Someone near her screamed. She whipped her head around to see another servant she knew—an old gray-haired woman emerging from the kitchens. The woman stared at Maria, dropping a basket of root vegetables and scattering orange-white tubers across the floor. Behind her, through the archway into the kitchens, things clattered and people gasped.

“No. Please.” The words left her mouth, distorted by the lupine muzzle but recognizable. The plea turned the woman’s shock into terror, and she ran. In the kitchens, Maria saw all the other servants, people she knew, running from her.

She felt her eyes burn.

Then fire slammed through her side—a flare of pain, sharp and quick. She clutched at herself and saw a steel blade poking through her abdomen. Blood coated the shining blade, glistening in the lantern light. She looked down at it in shock and watched as it was withdrawn from her body.

She growled and turned, clutching the hole in her gut. As she did, the blade swung at her, glancing off her shoulder, slicing a strip of skin and muscle from her upper arm and slamming the flat against the side of her head, making her left ear ring.

Then she saw her attacker. “Josef?”

He stood before her, panting, wielding a sword, bringing it up to swing at her neck. She raised a hand and grabbed the hilt, stopping his swing with an impact that hurt her wrist. He stank of blood and panic and rage. Sweat glistened on his upper body, and his biceps trembled as he tried to wrest the sword from her grasp.

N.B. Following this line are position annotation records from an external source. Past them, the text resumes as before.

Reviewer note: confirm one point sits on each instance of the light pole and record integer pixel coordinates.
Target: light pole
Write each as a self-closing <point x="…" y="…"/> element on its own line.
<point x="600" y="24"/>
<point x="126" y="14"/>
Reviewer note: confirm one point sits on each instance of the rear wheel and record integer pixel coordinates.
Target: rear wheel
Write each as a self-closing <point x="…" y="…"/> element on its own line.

She had lost him. She had lost
everyone
.

“I’m so sorry, Josef,” she whispered. His eyes widened, as if he hadn’t expected the monster in front of him to speak. “Why didn’t you stay away?”

“Maria?” The grief in his voice tore her heart apart.

She let go of the sword and stepped back. Josef shook his head but didn’t swing at her again.

“I didn’t want to hurt you,” she said, her own words sounding monstrous in her ears.

“No!” Josef shouted. “Stop talking!” And he swung at her again.

She dodged the blow, and the blade struck the brick wall behind
her, shedding sparks and stinging clay shrapnel. He swung again, and she knocked the blade aside with her arm, opening a massive gash that sprayed blood across both of them, but only for a moment.

She started backing away from his mad swings. His face was a mask of rage as he tried to cut her down.

“Please,” she pleaded, “stop.” She didn’t fear the blade anymore. It was steel, and even when it landed a blow, the wound sealed within moments. What frightened her was the glaze over Josef’s eyes, as if the man she knew had disappeared completely.

As she backed between the long tables where the meals were prepared, Josef’s sword came down, swinging left and right. She ducked and backed away as the blade slammed into the tables next to her, scattering onions, cabbages, and radishes, and sending pots and dishes flying.